A CATRACA É LIVRE, MAS NÃO É A MESMA

*Por Herick Limoni

Não! Definitivamente esse não é um texto contra ou a favor daquela organização que pratica o chamado jornalismo social.

Mas antes e principalmente para adentrar ao assunto central que irei abordar preciso fazer uma confidência: eu também já burlei catraca de ônibus. Digo também porque sei que muitos dos leitores desse texto irão se identificar com o que acabei de confessar e, talvez, somente talvez, lá no fundo de seus inconscientes também irão admitir, não sem certa dose de culpa que também o fizeram– e para os mais experientes, talvez até certa dose de saudosismo.

Na transição entre a minha adolescência e a fase adulta – mais ou menos dos 13 aos 17 anos – eu, como muitos jovens daquela época, trabalhava como office boy, profissão praticamente extinta e substituída pelos atuais motoboys.

Como não andávamos de moto (a vida não era tão fácil como hoje, se bem que a vida dos motoboys não tem nada de fácil), tínhamos de nos contentar em andar de ônibus e, em ocasiões especialíssimas, de táxi. Não havia Uber e nem Cabify. Ao sairmos da empresa para as tarefas do dia, a (o) funcionária (o) responsável nos passava os locais que deveríamos ir, e a quantidade de vales-transportes de acordo com o total de ônibus que seriam necessários para chegar ao destino traçado. Para você, leitor da geração Z, talvez seja necessária uma explicação: vale-transporte era um pequeno pedaço de papel, com cerca de seis centímetros de comprimento por três centímetros de largura, que lhe possibilitava utilizar o transporte coletivo sem utilizar dinheiro. Era confeccionado em várias cores e valores, e cada qual era utilizado em sua respectiva linha. Assim como o office boy, não existe mais. Foi substituído por cartões.

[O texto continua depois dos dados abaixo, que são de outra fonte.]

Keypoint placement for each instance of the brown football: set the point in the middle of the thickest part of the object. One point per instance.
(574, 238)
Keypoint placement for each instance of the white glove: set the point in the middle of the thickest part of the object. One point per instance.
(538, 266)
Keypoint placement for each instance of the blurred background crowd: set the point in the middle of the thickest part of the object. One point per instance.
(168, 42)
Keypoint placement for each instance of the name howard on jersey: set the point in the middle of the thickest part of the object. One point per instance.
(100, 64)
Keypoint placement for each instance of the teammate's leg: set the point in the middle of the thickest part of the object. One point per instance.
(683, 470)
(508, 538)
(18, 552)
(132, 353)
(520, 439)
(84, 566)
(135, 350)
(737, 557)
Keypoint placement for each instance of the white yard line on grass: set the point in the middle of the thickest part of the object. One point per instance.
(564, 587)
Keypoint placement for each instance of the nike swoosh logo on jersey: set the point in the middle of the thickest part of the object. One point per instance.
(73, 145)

Retomando o raciocínio, naquela época as passagens custavam entre 0,20 e 0,35 centavos de real. Isso há mais ou menos 25 anos. Levando-se em consideração que o tíquete médio das passagens de ônibus gira hoje em torno dos R$ 4,00, temos, nesse tempo, uma variação de quase 1500%. Parece pouco, mas em vista da qualidade do serviço prestado, chega a ser um absurdo.

Além de servir para pagar a passagem, o vale-transporte também era utilizado para muitas outras coisas, sendo sua segunda função primordial a aquisição de produtos nas lojas, lanchonetes e barracas de ambulantes. Além de pacotes de salgadinho e pipoca, invariavelmente eu os utilizava para alimentar o vício no cigarro, recém adquirido e que, graças ao bom Deus, consegui me livrar 16 anos depois. Mas para isso era preciso burlar o cobrador e a catraca dos ônibus. E aí entra um pouco da magia daqueles tempos.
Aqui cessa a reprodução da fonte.